Nel licenziarsi disse don Chisciotte a don Lorenzo:

— Non so se altra volta io abbia detto alla signoria vostra, e, se lo dissi, or lo ripeto, che quando vogliate risparmiare la fatica del cammino e dei travagli per giugnere alla inaccessibile vetta del tempio della Fama, altro non vi è mestieri se non se lasciar da parte il sentiere della poesia ch'è un po' stretto, per battere quello strettissimo della errante cavalleria, la quale può in tratto farvi diventare imperadore.»

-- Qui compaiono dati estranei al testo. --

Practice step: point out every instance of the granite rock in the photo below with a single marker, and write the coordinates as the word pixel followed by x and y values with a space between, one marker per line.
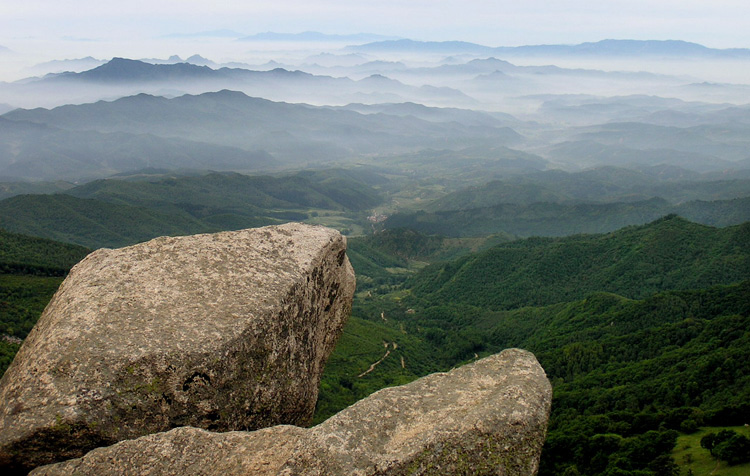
pixel 226 331
pixel 486 418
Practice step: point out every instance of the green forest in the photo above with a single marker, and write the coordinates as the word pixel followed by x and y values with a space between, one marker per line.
pixel 644 332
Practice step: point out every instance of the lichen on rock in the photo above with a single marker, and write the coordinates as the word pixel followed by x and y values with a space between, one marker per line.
pixel 486 418
pixel 225 331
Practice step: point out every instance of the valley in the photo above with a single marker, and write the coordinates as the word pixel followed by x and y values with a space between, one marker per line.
pixel 564 199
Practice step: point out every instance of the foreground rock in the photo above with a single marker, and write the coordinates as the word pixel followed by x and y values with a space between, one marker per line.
pixel 487 418
pixel 226 331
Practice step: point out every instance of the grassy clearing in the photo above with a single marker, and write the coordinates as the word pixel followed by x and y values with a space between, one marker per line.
pixel 691 457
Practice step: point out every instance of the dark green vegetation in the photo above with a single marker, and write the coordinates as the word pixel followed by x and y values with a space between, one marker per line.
pixel 31 269
pixel 643 332
pixel 562 219
pixel 696 460
pixel 635 262
pixel 118 212
pixel 728 445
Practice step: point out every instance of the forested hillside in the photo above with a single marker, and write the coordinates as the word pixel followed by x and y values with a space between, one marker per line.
pixel 31 269
pixel 119 212
pixel 635 262
pixel 643 333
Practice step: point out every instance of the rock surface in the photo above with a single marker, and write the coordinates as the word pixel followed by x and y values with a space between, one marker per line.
pixel 486 418
pixel 226 331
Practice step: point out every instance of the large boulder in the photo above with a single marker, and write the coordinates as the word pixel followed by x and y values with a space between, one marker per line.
pixel 486 418
pixel 226 331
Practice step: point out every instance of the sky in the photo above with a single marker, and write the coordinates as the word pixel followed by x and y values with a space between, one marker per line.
pixel 49 29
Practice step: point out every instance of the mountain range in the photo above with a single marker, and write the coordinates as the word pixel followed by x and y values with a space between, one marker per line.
pixel 247 133
pixel 610 47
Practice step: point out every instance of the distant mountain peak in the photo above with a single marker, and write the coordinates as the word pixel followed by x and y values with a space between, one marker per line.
pixel 124 69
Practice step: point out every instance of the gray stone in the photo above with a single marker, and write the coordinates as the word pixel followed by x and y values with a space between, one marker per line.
pixel 226 331
pixel 486 418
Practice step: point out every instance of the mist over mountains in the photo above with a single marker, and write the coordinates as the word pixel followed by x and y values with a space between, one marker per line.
pixel 557 197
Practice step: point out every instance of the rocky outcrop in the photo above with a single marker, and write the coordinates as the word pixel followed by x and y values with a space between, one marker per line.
pixel 226 331
pixel 486 418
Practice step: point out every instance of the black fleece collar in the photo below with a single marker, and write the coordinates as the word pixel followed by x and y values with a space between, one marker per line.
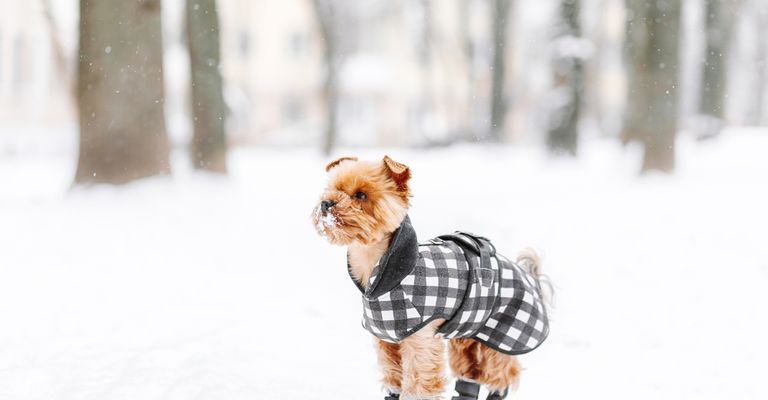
pixel 396 263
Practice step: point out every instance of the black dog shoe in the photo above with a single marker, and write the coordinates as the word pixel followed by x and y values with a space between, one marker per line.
pixel 497 395
pixel 466 390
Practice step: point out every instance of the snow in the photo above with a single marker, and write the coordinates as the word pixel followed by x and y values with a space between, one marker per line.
pixel 202 287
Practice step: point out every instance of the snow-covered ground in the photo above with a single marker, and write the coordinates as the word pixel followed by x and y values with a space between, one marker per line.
pixel 199 287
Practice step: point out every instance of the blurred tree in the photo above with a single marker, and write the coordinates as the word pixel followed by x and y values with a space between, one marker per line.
pixel 59 55
pixel 635 47
pixel 326 12
pixel 651 116
pixel 757 111
pixel 719 17
pixel 569 51
pixel 209 142
pixel 500 14
pixel 120 92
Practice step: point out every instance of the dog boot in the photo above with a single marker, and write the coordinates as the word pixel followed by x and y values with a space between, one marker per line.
pixel 497 395
pixel 467 390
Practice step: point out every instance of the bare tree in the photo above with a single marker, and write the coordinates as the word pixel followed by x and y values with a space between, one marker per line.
pixel 59 55
pixel 500 19
pixel 563 135
pixel 120 92
pixel 757 113
pixel 209 143
pixel 636 48
pixel 327 13
pixel 653 87
pixel 719 17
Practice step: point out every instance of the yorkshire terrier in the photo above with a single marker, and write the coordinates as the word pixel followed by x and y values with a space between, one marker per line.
pixel 415 295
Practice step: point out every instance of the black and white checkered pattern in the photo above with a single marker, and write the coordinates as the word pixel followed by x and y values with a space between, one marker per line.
pixel 494 300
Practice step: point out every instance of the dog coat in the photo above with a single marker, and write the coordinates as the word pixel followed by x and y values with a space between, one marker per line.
pixel 458 278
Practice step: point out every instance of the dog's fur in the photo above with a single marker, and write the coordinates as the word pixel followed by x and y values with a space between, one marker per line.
pixel 365 223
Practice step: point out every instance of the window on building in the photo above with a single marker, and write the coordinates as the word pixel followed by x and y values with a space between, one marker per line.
pixel 293 111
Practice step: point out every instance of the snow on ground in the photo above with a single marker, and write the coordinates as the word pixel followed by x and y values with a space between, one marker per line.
pixel 199 287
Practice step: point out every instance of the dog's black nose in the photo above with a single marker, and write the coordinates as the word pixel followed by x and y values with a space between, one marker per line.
pixel 326 205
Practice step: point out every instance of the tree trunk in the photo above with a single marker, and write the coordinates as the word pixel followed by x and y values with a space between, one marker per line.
pixel 757 116
pixel 660 121
pixel 563 135
pixel 498 102
pixel 635 48
pixel 209 143
pixel 652 47
pixel 719 25
pixel 324 12
pixel 120 92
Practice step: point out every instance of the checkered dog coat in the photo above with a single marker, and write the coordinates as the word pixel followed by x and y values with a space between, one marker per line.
pixel 458 278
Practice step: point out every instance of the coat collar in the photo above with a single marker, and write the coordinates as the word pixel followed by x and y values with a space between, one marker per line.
pixel 396 263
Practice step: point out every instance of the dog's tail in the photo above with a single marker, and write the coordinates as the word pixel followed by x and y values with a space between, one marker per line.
pixel 530 260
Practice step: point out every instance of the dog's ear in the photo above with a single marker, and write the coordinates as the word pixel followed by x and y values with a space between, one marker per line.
pixel 337 162
pixel 400 173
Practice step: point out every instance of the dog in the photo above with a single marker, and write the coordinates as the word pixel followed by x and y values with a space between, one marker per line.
pixel 415 295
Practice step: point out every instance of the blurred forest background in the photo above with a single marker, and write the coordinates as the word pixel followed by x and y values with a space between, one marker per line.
pixel 626 139
pixel 134 80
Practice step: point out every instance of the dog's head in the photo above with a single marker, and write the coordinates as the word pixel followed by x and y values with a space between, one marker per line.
pixel 364 200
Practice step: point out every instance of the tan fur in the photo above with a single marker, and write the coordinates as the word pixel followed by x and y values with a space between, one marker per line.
pixel 414 367
pixel 422 364
pixel 390 363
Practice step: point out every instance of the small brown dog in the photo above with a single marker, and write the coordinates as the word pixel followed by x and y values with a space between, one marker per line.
pixel 365 208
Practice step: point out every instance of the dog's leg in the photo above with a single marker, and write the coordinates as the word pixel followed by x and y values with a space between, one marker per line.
pixel 498 371
pixel 422 359
pixel 464 357
pixel 390 363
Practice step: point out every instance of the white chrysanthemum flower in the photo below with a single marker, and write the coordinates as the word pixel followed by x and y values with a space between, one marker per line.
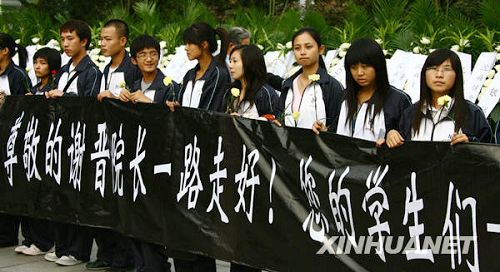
pixel 464 43
pixel 491 74
pixel 334 62
pixel 425 40
pixel 94 58
pixel 163 44
pixel 345 46
pixel 487 82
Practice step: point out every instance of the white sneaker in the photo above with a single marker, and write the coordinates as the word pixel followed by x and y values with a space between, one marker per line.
pixel 68 261
pixel 33 251
pixel 51 257
pixel 19 249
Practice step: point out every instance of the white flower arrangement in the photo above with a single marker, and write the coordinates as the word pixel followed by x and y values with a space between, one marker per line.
pixel 490 76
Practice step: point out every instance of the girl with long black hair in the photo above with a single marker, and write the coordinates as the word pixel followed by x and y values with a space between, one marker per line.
pixel 254 98
pixel 442 114
pixel 371 106
pixel 311 94
pixel 204 85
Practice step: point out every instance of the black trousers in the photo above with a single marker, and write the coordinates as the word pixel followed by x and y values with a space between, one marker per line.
pixel 150 257
pixel 38 232
pixel 114 248
pixel 73 240
pixel 9 230
pixel 197 264
pixel 242 268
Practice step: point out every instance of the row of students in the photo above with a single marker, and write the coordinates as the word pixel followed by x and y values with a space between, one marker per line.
pixel 369 109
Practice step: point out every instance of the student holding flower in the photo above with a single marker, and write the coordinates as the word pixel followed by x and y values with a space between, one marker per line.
pixel 371 106
pixel 442 114
pixel 39 234
pixel 497 134
pixel 249 96
pixel 153 86
pixel 120 73
pixel 203 86
pixel 13 78
pixel 46 63
pixel 310 94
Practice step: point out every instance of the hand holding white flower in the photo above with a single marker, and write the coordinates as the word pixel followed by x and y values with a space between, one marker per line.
pixel 314 77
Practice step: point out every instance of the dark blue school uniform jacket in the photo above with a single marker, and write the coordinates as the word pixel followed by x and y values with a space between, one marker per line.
pixel 476 126
pixel 162 93
pixel 265 101
pixel 130 71
pixel 497 134
pixel 40 91
pixel 88 80
pixel 332 96
pixel 207 92
pixel 395 104
pixel 19 81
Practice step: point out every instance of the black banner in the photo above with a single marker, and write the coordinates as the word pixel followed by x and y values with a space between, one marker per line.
pixel 248 191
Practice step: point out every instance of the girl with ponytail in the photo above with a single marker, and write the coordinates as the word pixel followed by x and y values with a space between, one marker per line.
pixel 203 86
pixel 13 78
pixel 311 94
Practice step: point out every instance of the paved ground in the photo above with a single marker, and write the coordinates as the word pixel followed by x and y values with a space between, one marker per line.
pixel 12 262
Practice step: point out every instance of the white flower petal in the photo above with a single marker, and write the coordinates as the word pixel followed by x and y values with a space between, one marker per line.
pixel 425 40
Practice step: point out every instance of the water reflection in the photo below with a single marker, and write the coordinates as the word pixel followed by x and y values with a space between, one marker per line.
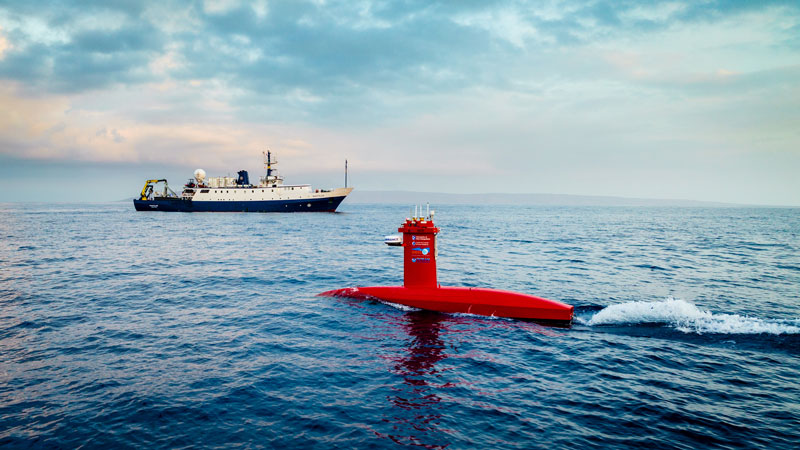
pixel 416 417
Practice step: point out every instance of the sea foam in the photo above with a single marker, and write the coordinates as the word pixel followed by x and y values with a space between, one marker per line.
pixel 688 318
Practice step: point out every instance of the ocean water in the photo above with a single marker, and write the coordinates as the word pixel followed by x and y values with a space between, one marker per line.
pixel 121 329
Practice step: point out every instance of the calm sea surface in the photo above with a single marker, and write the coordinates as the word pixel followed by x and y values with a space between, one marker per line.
pixel 167 330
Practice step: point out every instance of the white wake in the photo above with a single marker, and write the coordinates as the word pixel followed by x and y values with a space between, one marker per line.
pixel 688 318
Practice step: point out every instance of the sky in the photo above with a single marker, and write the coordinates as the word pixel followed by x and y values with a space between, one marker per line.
pixel 696 100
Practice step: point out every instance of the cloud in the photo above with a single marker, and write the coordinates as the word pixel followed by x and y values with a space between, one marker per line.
pixel 588 89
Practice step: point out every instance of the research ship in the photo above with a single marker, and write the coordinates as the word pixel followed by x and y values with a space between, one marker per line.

Con questo avvertimento terminò don Chisciotte di chiudere il processo della sua pazzia ed ancora più col seguente:

Fecero nuove maraviglie padre e figliuolo della ineguaglianza dei ragionamenti...— Dio sa quanto vivo sia in me il desiderio di volere a compagno mio don Lorenzo per insegnargli la gran dottrina di perdonare ai suggetti e calpestare i superbi, virtù innate nella mia professione; ma non permettendolo questa sua verde età, né gli altri suoi lodevoli esercizi, mi limiterò ad avvertirlo, ch'essendo poeta e volendo pervenire a celebrità, dee valutare più l'altrui che il proprio parere: non vi ha padre, non vi ha madre cui paiano brutti i propri figliuoli, e tanto più si trova il poeta in quest'inganno quanto più l'ingegno è mediocre.»

Fecero nuove maraviglie padre e figliuolo della ineguaglianza dei ragionamenti di don Chisciotte, ora saggi ora spropositati; e della pertinace sua risoluzione di andare in cerca di sventurate venture, che formavano l'unico fine e la sola mira dei suoi pensamenti. Si reiterarono le offerte reciproche, e con buona licenza della padrona del castello, don Chisciotte sopra Ronzinante e Sancio sopra il leardo se ne partirono.